Warren Buffet has admitted that he made a two billion dollar mistake. He invested heavily in the debt of Energy Future Holding Corp. and believes that the debt may now be close to worthless. In his annual letter to shareholders, Buffet not only likes to highlight the year’s successes, but also the failures. Energy Futures is a surprising failure in many ways:
- Berkshire Hathaway made the investment only two short-years ago. The investment did go wrong over a period of years but, tanked almost immediately after the invesment.
- Bonds are supposed to provide some protections against adverse events. In this case Buffet does not think that he will recover anything of significance from his investment.

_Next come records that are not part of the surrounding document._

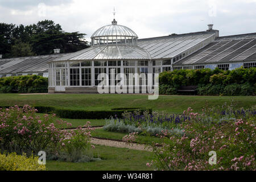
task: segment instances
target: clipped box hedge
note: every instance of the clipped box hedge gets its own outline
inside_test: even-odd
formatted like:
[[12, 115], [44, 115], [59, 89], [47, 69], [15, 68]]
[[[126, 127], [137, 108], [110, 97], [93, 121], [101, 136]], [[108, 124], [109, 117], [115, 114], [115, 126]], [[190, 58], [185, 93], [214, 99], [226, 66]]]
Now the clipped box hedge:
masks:
[[[0, 106], [0, 107], [7, 108], [10, 106]], [[23, 106], [19, 106], [23, 107]], [[71, 109], [57, 108], [52, 106], [34, 106], [38, 110], [39, 113], [55, 113], [56, 115], [62, 118], [69, 119], [108, 119], [110, 117], [122, 117], [122, 114], [125, 111], [134, 113], [139, 111], [141, 114], [148, 111], [152, 113], [151, 109], [146, 108], [113, 108], [110, 110], [75, 110]]]

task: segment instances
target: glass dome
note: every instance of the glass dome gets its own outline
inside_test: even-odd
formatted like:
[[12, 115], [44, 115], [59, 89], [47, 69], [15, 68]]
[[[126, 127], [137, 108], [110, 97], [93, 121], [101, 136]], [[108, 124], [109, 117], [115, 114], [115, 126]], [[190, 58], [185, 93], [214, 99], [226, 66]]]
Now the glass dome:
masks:
[[127, 44], [136, 46], [138, 36], [130, 28], [118, 25], [115, 19], [112, 24], [97, 30], [92, 36], [92, 46], [108, 44]]

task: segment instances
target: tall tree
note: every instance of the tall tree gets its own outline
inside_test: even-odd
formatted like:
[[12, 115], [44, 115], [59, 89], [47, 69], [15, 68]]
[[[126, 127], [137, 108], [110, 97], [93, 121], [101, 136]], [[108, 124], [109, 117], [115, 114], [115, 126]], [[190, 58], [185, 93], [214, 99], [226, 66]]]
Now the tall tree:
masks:
[[[55, 48], [61, 49], [64, 53], [77, 51], [89, 47], [84, 40], [85, 35], [65, 32], [59, 24], [50, 20], [26, 26], [0, 23], [0, 54], [3, 54], [5, 57], [17, 56], [19, 54], [15, 50], [19, 49], [18, 46], [24, 46], [22, 55], [30, 55], [33, 52], [38, 55], [51, 54]], [[18, 47], [14, 46], [16, 44]], [[28, 51], [26, 53], [26, 50]]]
[[15, 44], [11, 47], [11, 55], [12, 57], [24, 57], [34, 56], [30, 44], [22, 42], [20, 39], [15, 40]]
[[15, 28], [15, 24], [0, 23], [0, 54], [3, 55], [3, 57], [10, 55]]

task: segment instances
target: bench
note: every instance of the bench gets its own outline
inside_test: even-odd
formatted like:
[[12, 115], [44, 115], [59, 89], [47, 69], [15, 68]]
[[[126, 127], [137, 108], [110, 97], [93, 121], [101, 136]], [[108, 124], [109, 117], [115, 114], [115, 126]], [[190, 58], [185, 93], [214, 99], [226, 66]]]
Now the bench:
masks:
[[11, 92], [13, 93], [18, 93], [19, 90], [11, 90]]
[[181, 86], [177, 92], [194, 92], [195, 95], [196, 95], [196, 89], [197, 89], [197, 86]]

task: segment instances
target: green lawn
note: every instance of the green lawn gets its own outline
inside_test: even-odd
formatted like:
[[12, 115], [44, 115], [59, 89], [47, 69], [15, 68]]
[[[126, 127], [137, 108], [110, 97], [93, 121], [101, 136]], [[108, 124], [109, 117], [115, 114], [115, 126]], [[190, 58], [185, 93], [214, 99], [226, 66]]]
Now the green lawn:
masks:
[[[38, 113], [39, 115], [43, 116], [45, 114]], [[56, 117], [57, 119], [62, 119], [63, 121], [66, 121], [68, 123], [72, 124], [72, 126], [67, 126], [67, 125], [64, 124], [63, 126], [59, 126], [59, 128], [73, 128], [79, 126], [82, 126], [86, 123], [86, 122], [90, 122], [90, 125], [92, 126], [104, 126], [105, 124], [105, 119], [66, 119], [66, 118], [60, 118]]]
[[96, 146], [95, 157], [102, 159], [88, 163], [47, 160], [46, 168], [52, 171], [148, 171], [146, 164], [154, 159], [150, 152]]
[[200, 111], [207, 103], [210, 106], [221, 106], [225, 102], [230, 104], [232, 98], [237, 104], [237, 107], [247, 108], [256, 105], [256, 97], [254, 96], [160, 96], [156, 100], [148, 100], [148, 96], [146, 95], [0, 94], [0, 105], [28, 104], [88, 110], [110, 110], [111, 108], [118, 107], [140, 107], [170, 113], [181, 113], [188, 107], [192, 107], [195, 111]]
[[[127, 134], [129, 134], [107, 131], [103, 129], [96, 129], [92, 132], [92, 136], [117, 140], [122, 140], [123, 137]], [[139, 143], [151, 144], [152, 142], [160, 143], [161, 139], [160, 138], [155, 136], [139, 136], [136, 142]]]

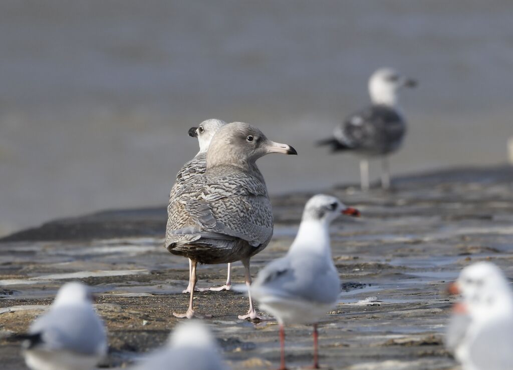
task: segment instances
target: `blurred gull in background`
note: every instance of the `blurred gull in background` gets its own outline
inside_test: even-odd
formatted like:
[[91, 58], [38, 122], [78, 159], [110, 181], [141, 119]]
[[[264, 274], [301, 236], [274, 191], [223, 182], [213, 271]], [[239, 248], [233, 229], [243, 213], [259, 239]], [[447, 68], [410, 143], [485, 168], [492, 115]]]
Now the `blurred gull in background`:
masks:
[[167, 344], [133, 370], [225, 370], [229, 368], [208, 328], [199, 321], [181, 323]]
[[447, 331], [446, 346], [464, 370], [513, 368], [513, 293], [493, 263], [462, 270], [449, 292], [460, 293]]
[[18, 338], [25, 340], [25, 361], [33, 370], [90, 370], [107, 354], [103, 322], [80, 282], [63, 285], [50, 310]]
[[313, 324], [313, 367], [319, 368], [317, 322], [336, 304], [340, 293], [328, 229], [341, 213], [360, 214], [334, 197], [312, 197], [305, 206], [298, 235], [287, 255], [261, 270], [251, 286], [260, 307], [280, 324], [281, 369], [285, 368], [285, 324]]
[[350, 151], [360, 157], [360, 185], [362, 190], [369, 187], [369, 159], [381, 158], [381, 186], [390, 187], [387, 156], [401, 146], [406, 132], [406, 122], [399, 108], [399, 91], [412, 88], [417, 82], [391, 68], [380, 68], [369, 80], [372, 105], [344, 120], [335, 128], [333, 137], [320, 140], [329, 145], [332, 152]]

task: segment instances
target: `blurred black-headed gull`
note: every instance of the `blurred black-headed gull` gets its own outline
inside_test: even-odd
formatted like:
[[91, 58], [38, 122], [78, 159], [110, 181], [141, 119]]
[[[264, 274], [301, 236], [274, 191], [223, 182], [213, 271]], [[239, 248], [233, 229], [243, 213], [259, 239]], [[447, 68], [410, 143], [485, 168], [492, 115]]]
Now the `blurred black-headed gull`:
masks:
[[280, 324], [281, 369], [285, 368], [285, 324], [313, 324], [313, 367], [319, 367], [317, 322], [337, 304], [340, 293], [329, 228], [341, 213], [360, 215], [334, 197], [319, 194], [312, 197], [305, 207], [288, 253], [261, 270], [250, 288], [260, 308]]
[[[187, 182], [190, 181], [193, 176], [205, 173], [207, 170], [207, 150], [208, 149], [208, 146], [210, 145], [210, 141], [213, 137], [214, 134], [224, 125], [226, 122], [221, 119], [211, 118], [207, 119], [201, 124], [198, 127], [191, 127], [189, 129], [189, 136], [191, 137], [198, 138], [198, 143], [200, 145], [200, 151], [194, 156], [193, 158], [184, 165], [184, 166], [178, 172], [176, 175], [176, 179], [173, 188], [171, 190], [169, 195], [170, 200], [172, 199], [177, 192], [186, 186]], [[168, 237], [168, 233], [172, 231], [172, 225], [170, 223], [170, 221], [168, 220], [168, 228], [166, 229], [166, 240]], [[167, 243], [166, 243], [167, 245]], [[221, 286], [209, 288], [199, 288], [194, 287], [194, 290], [199, 292], [204, 292], [205, 291], [229, 291], [231, 287], [231, 280], [230, 278], [231, 269], [231, 263], [228, 264], [228, 276], [226, 278], [226, 282]], [[191, 274], [192, 272], [192, 261], [189, 260], [189, 284], [186, 289], [184, 290], [182, 293], [189, 293], [191, 291]]]
[[513, 293], [501, 270], [480, 262], [449, 285], [461, 300], [447, 327], [446, 345], [464, 370], [513, 368]]
[[369, 189], [369, 159], [382, 159], [381, 185], [390, 187], [388, 156], [400, 147], [406, 132], [406, 121], [399, 108], [399, 91], [417, 83], [391, 68], [380, 68], [369, 79], [372, 104], [347, 117], [335, 128], [333, 136], [321, 140], [332, 152], [348, 151], [360, 157], [360, 184]]
[[107, 354], [104, 323], [89, 288], [80, 282], [63, 285], [48, 312], [18, 337], [33, 370], [90, 370]]
[[196, 320], [181, 323], [163, 348], [133, 370], [225, 370], [228, 368], [208, 328]]

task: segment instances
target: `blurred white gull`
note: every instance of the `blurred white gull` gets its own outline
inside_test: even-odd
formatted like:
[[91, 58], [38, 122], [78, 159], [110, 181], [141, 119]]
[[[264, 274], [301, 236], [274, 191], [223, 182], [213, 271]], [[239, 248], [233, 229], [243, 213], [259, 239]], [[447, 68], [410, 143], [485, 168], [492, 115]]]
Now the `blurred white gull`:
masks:
[[449, 286], [460, 294], [446, 346], [464, 370], [513, 368], [513, 293], [501, 270], [480, 262], [462, 270]]
[[381, 185], [390, 187], [388, 156], [401, 146], [406, 132], [406, 121], [399, 108], [399, 91], [413, 87], [417, 81], [391, 68], [380, 68], [370, 76], [369, 93], [372, 105], [347, 117], [335, 128], [333, 137], [321, 140], [332, 152], [349, 151], [360, 157], [360, 184], [369, 189], [369, 159], [382, 160]]
[[228, 367], [210, 331], [200, 321], [177, 325], [167, 344], [141, 360], [133, 370], [224, 370]]
[[313, 324], [313, 367], [319, 367], [317, 322], [336, 304], [340, 293], [329, 227], [341, 213], [360, 215], [334, 197], [319, 194], [312, 197], [305, 207], [288, 253], [261, 270], [250, 289], [260, 308], [280, 324], [281, 369], [285, 368], [285, 324]]
[[[173, 188], [171, 189], [171, 193], [169, 194], [170, 199], [172, 199], [177, 192], [186, 185], [187, 181], [196, 175], [205, 173], [207, 170], [207, 159], [206, 153], [208, 149], [208, 146], [210, 145], [210, 141], [213, 137], [214, 134], [218, 132], [221, 127], [226, 125], [226, 122], [221, 119], [211, 118], [207, 119], [202, 122], [198, 127], [191, 127], [189, 129], [189, 136], [191, 137], [197, 137], [198, 143], [200, 145], [200, 151], [194, 156], [192, 159], [186, 163], [184, 166], [179, 171], [176, 175], [176, 181]], [[171, 225], [169, 223], [169, 220], [168, 220], [168, 228], [166, 229], [166, 239], [168, 238], [168, 233], [172, 231]], [[167, 244], [166, 244], [167, 245]], [[231, 263], [228, 264], [228, 276], [226, 278], [226, 282], [224, 285], [217, 287], [209, 288], [199, 288], [195, 287], [194, 290], [199, 292], [205, 291], [220, 291], [223, 290], [230, 290], [231, 286], [231, 281], [230, 275], [231, 272]], [[182, 293], [188, 293], [191, 291], [190, 277], [192, 272], [192, 261], [189, 260], [189, 284], [186, 289], [184, 290]]]
[[92, 306], [89, 288], [70, 282], [59, 290], [49, 311], [19, 336], [33, 370], [90, 370], [106, 355], [107, 334]]

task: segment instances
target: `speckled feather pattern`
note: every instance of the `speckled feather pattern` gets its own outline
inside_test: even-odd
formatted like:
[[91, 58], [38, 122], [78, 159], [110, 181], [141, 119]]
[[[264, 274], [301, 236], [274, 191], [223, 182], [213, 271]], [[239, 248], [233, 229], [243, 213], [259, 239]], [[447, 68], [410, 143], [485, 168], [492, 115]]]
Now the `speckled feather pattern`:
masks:
[[384, 105], [373, 105], [348, 117], [333, 136], [342, 145], [372, 156], [392, 153], [401, 146], [406, 122], [400, 113]]
[[219, 166], [173, 187], [166, 248], [196, 260], [201, 251], [203, 263], [238, 260], [263, 249], [272, 236], [273, 220], [262, 178], [256, 168], [248, 173]]

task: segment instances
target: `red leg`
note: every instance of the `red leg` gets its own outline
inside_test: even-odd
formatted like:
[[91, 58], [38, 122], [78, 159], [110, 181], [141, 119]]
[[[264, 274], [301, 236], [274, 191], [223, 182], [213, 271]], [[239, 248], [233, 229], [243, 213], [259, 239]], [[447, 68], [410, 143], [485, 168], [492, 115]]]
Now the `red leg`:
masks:
[[281, 360], [279, 370], [287, 370], [285, 367], [285, 329], [283, 324], [280, 324], [280, 346], [281, 348]]
[[313, 324], [313, 368], [319, 368], [318, 350], [319, 346], [317, 340], [319, 339], [319, 333], [317, 332], [317, 324]]

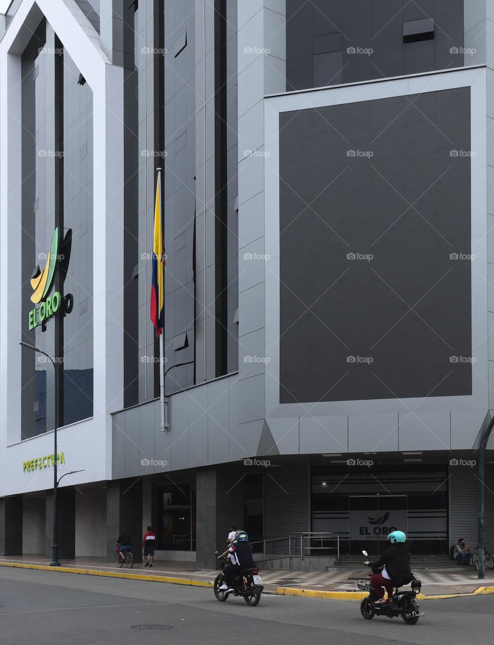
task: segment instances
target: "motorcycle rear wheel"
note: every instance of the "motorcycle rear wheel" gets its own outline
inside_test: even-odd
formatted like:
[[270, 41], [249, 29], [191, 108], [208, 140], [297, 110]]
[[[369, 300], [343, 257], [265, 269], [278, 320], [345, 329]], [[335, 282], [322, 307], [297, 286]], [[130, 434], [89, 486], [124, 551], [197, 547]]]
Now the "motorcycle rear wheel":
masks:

The natural question is what happened?
Why was Warren Buffet so wrong and is there a lesson that can be learned?
Energy Future Holding Corp is a company that primarily produces natural gas in the United States. Over the last couple years, there have been enormous discoveries of natural gas all over the United States. In the North East, the Marcellus Shale is thought to hold between 140 to 400 trilllion cubic feet of natural gas. These recent discoveries have put extreme pressure on the price of natural gas, pushing the per mmBTU from almost $14 in 2008 to under $3 today.
Basically, Buffet did not predict that there would be a massive change in the supply of natural gas. Was this event predictable? I don’t think so. Energy exploration is a risky and unpredicatable business, full of false starts and surprising discoveries. Maybe Buffet is blaming himself for not looking at the price elastisity of natural gas. In other words, as gas gets cheaper, corporations and individuals should switch their energy consumption from oil to gas, keeping the price from falling too low. However, that requieres that there are places to convert the gas into electicity. Maybe, there are not yet enough power plants to handle the supply of natural gas. Maybe, Buffet overestimated the ability of the US to process natural gas.
Its unclear to me what mistake Buffet made, but even great investors make mistakes. I think the lesson from this is simple. Don’t put all your eggs in one basket. There are always unforeseen events that can surpise even The Oracle of Omaha.